The Biden administration is facing legal action after a federal anti-terrorism grant program was accused of targeting mainstream conservative groups, including the Heritage Foundation, PragerU, and the Republican National Committee.
The Heritage Foundation Oversight Project filed a lawsuit seeking to compel the Department of Homeland Security to turn over records related to the Targeted Violence and Terrorism Prevention Grant Program after its Freedom of Information Act requests went unanswered.
Mike Howell, the project’s director, said Wednesday it was a “sad day in America when patriotic citizens have to sue their own government for targeting them.”
The anti-terrorism grant program, which has awarded $70 million since Fiscal 2020, gave $352,019 to a University of Dayton initiative aimed at fighting “domestic violence extremism and hate movements” that linked conservatives and Republicans to neo-Nazis, according to a May report by the conservative watchdog Media Research Center.
The university’s grant application included a “pyramid of far-right radicalization” that listed the RNC, Heritage, Fox News, the Christian Broadcasting Network, the National Rifle Association and others on the bottom tier of a four-level pyramid that topped out with neo-Nazi and white-supremacist groups.
“The subversive element that has taken over the Department of Homeland Security gave hundreds of thousands of dollars to fellow travelers at a university program that labeled us as extremists but illegally refused to comply with the law and turn over documents related to their ridiculous targeting of conservatives,” Mr. Howell said. “We’ve had enough.”
The grant program was used during the Trump administration to combat terrorism, but the MRC report accused the Biden administration of expanding it to include “all forms of terrorism and targeted violence,” meaning “the entire spectrum of the political right and Christians.”
Also included in the pyramid were PragerU, Turning Point USA, Quillette, the American Conservative Union Foundation and other conservative groups, which taken together “represent tens of millions of Americans,” Heritage said.
“We’re taking the weaponized Department of Homeland Security to court,” Mr. Howell said. “They can try explaining to a federal judge why they believe themselves to be above the law and Constitution.”
Awful enough that @DHSgov paid out a $350K grant to an organization that put us and other patriots on this “hate pyramid”
— Oversight Project (@OversightPR) October 25, 2023
Now they are in open violation of federal law by refusing to turn over records related to this targeting
We are suing https://t.co/jnEVn2ItGr pic.twitter.com/MBY5oLW2K8
The complaint filed Tuesday in U.S. District Court for the District of Columbia said Heritage filed the FOIA request on May 25, but DHS has yet to produce “any records, responsive or other, in response to this request, nor has it otherwise demonstrated that the requested records are exempt from production.”

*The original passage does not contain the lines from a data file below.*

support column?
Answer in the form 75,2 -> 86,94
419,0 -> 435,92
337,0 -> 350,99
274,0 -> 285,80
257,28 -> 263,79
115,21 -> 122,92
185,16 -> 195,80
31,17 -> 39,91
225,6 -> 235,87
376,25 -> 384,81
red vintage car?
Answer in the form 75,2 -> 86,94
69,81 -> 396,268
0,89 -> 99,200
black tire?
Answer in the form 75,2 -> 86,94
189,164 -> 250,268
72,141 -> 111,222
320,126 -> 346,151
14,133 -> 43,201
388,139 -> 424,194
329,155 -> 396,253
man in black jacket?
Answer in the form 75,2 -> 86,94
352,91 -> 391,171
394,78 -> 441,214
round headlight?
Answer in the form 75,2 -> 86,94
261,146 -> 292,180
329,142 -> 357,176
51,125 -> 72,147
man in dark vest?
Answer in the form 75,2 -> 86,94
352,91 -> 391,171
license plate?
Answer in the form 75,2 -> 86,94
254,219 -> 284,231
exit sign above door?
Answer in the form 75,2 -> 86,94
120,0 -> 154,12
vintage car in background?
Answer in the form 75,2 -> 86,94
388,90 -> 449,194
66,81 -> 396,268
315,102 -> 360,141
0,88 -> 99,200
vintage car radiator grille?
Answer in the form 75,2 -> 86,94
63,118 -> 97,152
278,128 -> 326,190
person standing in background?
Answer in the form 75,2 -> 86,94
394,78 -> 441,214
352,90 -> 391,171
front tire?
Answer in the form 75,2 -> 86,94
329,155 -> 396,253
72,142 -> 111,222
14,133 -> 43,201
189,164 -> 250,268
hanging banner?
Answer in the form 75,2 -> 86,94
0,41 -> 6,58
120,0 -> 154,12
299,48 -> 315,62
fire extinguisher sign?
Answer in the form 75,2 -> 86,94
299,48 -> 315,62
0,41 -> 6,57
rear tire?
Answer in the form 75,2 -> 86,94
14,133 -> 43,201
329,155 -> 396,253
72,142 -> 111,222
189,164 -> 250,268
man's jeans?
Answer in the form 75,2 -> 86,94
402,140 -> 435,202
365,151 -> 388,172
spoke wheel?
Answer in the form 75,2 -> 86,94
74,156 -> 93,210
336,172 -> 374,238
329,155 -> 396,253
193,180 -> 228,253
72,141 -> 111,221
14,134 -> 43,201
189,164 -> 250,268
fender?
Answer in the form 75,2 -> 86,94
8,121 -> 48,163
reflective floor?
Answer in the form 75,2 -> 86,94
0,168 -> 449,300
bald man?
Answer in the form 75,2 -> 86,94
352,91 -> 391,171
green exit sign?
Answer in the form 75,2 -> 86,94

“Additionally, DHS has failed to meet the thirty business day time frame to provide a determination,” the filing said.
The department did contact Heritage on Aug. 9, telling the foundation that the search results were “voluminous” and asking it to narrow its time frame and provide additional keywords. Heritage did so, but has not heard back from DHS, the lawsuit said.
The Washington Times has reached out to DHS for comment.
A department spokesperson said in May that the seminar in which the pyramid was used “was not funded, organized, or hosted by the Department of Homeland Security.”
“Similarly, the presented chart was not developed, presented, or endorsed by the Department of Homeland Security, and was not part of any successful grant application to the Department of Homeland Security,” the spokesperson told the New York Post.
President Biden has declared that “white supremacy” is the nation’s greatest domestic-terrorism threat, while Republicans have accused the Justice Department of targeting the administration’s political foes, including parental-rights and pro-life activists.